In this study, the cholinesterase (ChE) and carboxylesterase (CES) activities present in whole organism homogenates from Planorbarius corneus and their in vitro sensitivity to organophosphorous (OP) pesticides were studied. Firstly, a characterization of ChE and CES activities using different substrates and selective inhibitors was performed. Secondly, the effects of azinphos-methyl oxon (AZM-oxon) and chlorpyrifos oxon (CPF-oxon), the active oxygen analogs of the OP insecticides AZM and CPF, on ChE and CES activities were evaluated. Finally, it was analyzed whether binary mixtures of the pesticide oxons cause additive, antagonistic or synergistic ChE inhibition in P. corneus homogenates. The results showed that the extracts of P. corneus preferentially hydrolyzed acetylthiocholine (AcSCh) over propionylthiocholine (PrSCh) and butyrylthiocholine (BuSCh).

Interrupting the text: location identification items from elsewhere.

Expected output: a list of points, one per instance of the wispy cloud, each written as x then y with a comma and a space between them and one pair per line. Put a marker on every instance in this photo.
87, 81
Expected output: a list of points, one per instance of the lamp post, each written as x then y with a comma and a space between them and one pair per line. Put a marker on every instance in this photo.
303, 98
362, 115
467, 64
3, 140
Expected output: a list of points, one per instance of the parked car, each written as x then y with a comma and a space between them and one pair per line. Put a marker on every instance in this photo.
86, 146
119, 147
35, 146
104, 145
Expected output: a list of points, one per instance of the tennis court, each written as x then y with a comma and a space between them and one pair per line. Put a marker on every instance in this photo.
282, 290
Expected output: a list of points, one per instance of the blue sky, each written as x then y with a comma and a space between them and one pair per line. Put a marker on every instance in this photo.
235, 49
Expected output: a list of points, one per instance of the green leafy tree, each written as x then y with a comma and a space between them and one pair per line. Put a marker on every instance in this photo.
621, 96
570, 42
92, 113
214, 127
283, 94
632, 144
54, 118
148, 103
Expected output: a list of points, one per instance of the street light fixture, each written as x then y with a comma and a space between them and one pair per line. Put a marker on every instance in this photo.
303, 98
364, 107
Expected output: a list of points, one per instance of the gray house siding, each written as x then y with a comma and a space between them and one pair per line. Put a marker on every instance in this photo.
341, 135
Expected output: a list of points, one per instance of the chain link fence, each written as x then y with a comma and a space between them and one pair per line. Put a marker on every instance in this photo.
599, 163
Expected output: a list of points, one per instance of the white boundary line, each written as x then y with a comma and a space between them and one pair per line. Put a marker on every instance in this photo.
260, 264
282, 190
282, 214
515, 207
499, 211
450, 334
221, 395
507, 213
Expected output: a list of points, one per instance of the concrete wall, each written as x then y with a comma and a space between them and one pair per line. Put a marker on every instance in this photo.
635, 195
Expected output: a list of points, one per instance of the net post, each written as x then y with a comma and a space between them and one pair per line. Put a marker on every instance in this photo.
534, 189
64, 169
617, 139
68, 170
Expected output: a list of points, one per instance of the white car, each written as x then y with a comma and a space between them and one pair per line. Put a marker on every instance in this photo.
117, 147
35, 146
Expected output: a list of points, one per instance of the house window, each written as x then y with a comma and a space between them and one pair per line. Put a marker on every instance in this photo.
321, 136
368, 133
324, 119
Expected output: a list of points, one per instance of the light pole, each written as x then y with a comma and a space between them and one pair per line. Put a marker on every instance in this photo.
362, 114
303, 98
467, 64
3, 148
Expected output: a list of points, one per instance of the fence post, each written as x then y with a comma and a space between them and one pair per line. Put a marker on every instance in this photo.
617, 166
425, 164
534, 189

Besides, AcSCh hydrolyzing activity was inhibited by low concentrations of BW284c51, a selective inhibitor of AChE activity, and also by high concentrations of substrate. These facts suggest the presence of a typical AChE activity in this species. However, the different dose-response curves observed with BW284c51 when using PrSCh or BuSCh instead of AcSCh suggest the presence of at least another ChE activity. This would probably correspond to an atypical BuChE. Regarding CES activity, the highest specific activity was obtained when using 2-naphthyl acetate (2-NA), followed by 1-naphthyl acetate (1-NA); p-nitrophenyl acetate (p-NPA), and p-nitrophenyl butyrate (p-NPB). The comparison of the IC(50) values revealed that, regardless of the substrate used, CES activity was approximately one order of magnitude more sensitive to AZM-oxon than ChE activity. Although ChE activity was very sensitive to CPF-oxon, CES activity measured with 1-NA, 2-NA, and p-NPA was poorly inhibited by this pesticide. In contrast, CES activity measured with p-NPB was equally sensitive to CPF-oxon than ChE activity. Several specific binary combinations of AZM-oxon and CPF-oxon caused a synergistic effect on the ChE inhibition in P. corneus homogenates. The degree of synergism tended to increase as the ratio of AZM-oxon to CPF-oxon decreased. These results suggest that synergism is likely to occur in P. corneus snails exposed in vivo to binary mixtures of the OPs AZM and CPF.